I wonder how many other folks on the forum can remember the deer restocking activities & 1st experiences with them in their areas?


----------



## trailhunter

There were a number of private restocking efforts, which will not be found in the DNR records, some of which were done by well known hunting clubs and individuals.  Do a search on here, this topic has been discussed several times.

http://forum.gon.com/showthread.php?t=56779&highlight=georgia+deer+restocking


----------



## westcobbdog

great post and interesting insight into deer genetics in a given area.
no wonder the deer are big bodied in Upson with Wisconsin genetics.


----------



## Fish_Bone

Very cool!  Thanks for the info!


----------



## xjd33x

Cool post! Thanks for the info.


----------



## Gadget

Good info Patrick. I had seen that before. I have the Georgia whitetail Registry record book, think it's in there.


We had 23 of the Wisconsin deer released in Crawford county, only a few miles from my club. I think these genes have slowly melted away over time, most evident in the gradual decrease in body size which seems to have happened. We don't have detailed records going back to the beginning but our club was established in 1966, before deer and turkey hunting was legal. The #2 buck in Crawford county came off my lease which grossed over B&C and netted 169 7/8, was killed in the 70's. I was told that a lot of the mature bucks back then weighed 240-270. These days most mature bucks are right around 200 even though they have more food now than ever before.

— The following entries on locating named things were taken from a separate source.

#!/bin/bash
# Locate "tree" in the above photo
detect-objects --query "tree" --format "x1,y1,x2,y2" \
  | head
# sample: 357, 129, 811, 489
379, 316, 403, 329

I think this may be because the Wisconsin genes have slowly lost it's influence over time.


----------



## GrandSlamHunter

My Dad had the DNR bring 5 does and a buck to a Ben Hill county farm in the spring of 1976 or 1977. The deer came from Berry College. I assume the restocking efforts continued after 1974.


----------



## BornToHuntAndFish

trailhunter said:


> There were a number of private restocking efforts, which will not be found in the DNR records, some of which were done by well known hunting clubs and individuals.  Do a search on here, this topic has been discussed several times.
> 
> http://forum.gon.com/showthread.php?t=56779&highlight=georgia+deer+restocking



Before I started this thread, I did several searches on deer restocking but I did not find what I was looking for & did not find details I thought would be interesting to post.  I would really like to learn more about the private efforts so I may go back & search the forum more.  Years ago, I read the document & recently I thought it's been a while so I put a few more details about it here, esp. alot of the new folks have not seen it & may have more to offer.  You had some good contributions to the thread you listed from 2006.  Thx.  




Gadget said:


> Good info Patrick. I had seen that before. I have the Georgia whitetail Registry record book, think it's in there.
> 
> We had 23 of the Wisconsin deer released in Crawford county, only a few miles from my club. I think these genes have slowly melted away over time, most evident in the gradual decrease in body size which seems to have happened. We don't have detailed records going back to the beginning but our club was established in 1966, before deer and turkey hunting was legal. The #2 buck in Crawford county came off my lease which grossed over B&C and netted 169 7/8, was killed in the 70's. I was told that a lot of the mature bucks back then weighed 240-270. These days most mature bucks are right around 200 even though they have more food now than ever before. I think this may be because the Wisconsin genes have slowly lost it's influence over time.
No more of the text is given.